Diving Deep into Modes of Fact Hallucinations in Dialogue Systems
- URL: http://arxiv.org/abs/2301.04449v1
- Date: Wed, 11 Jan 2023 13:08:57 GMT
- Title: Diving Deep into Modes of Fact Hallucinations in Dialogue Systems
- Authors: Souvik Das, Sougata Saha and Rohini K. Srihari
- Abstract summary: Knowledge Graph(KG) grounded conversations often use large pre-trained models and usually suffer from fact hallucination.
We build an entity-level hallucination detection system, which would provide fine-grained signals that control fallacious content while generating responses.

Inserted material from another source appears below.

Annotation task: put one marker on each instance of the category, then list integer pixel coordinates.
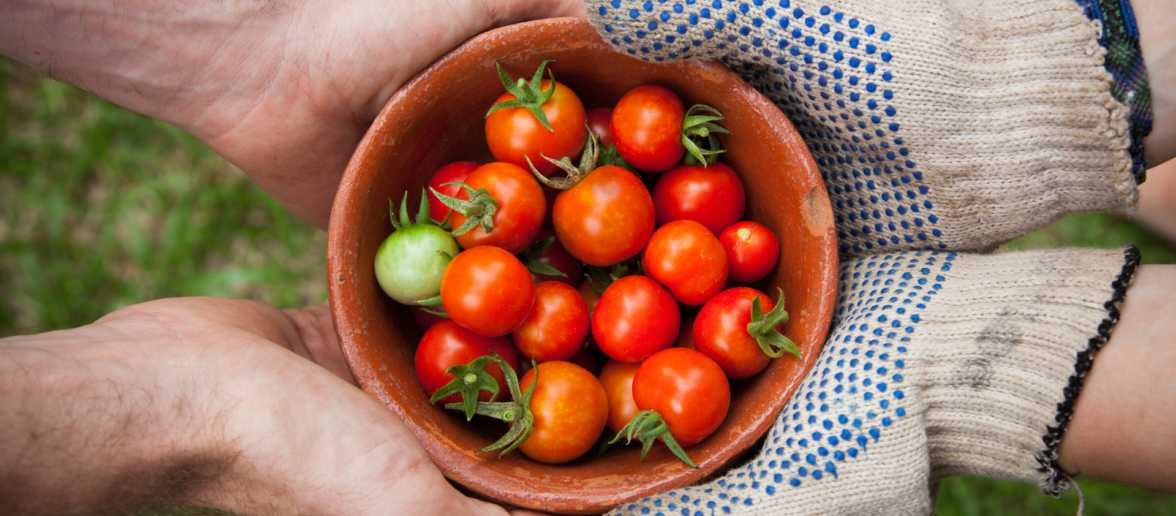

- Score: 2.8360662552057323
- License: http://creativecommons.org/licenses/by/4.0/
- Abstract: Knowledge Graph(KG) grounded conversations often use large pre-trained models
and usually suffer from fact hallucination. Frequently entities with no
references in knowledge sources and conversation history are introduced into
responses, thus hindering the flow of the conversation -- existing work attempt
to overcome this issue by tweaking the training procedure or using a multi-step
refining method. However, minimal effort is put into constructing an
entity-level hallucination detection system, which would provide fine-grained
signals that control fallacious content while generating responses. As a first
step to address this issue, we dive deep to identify various modes of
hallucination in KG-grounded chatbots through human feedback analysis.
Secondly, we propose a series of perturbation strategies to create a synthetic
dataset named FADE (FActual Dialogue Hallucination DEtection Dataset). Finally,
we conduct comprehensive data analyses and create multiple baseline models for
hallucination detection to compare against human-verified data and already
established benchmarks.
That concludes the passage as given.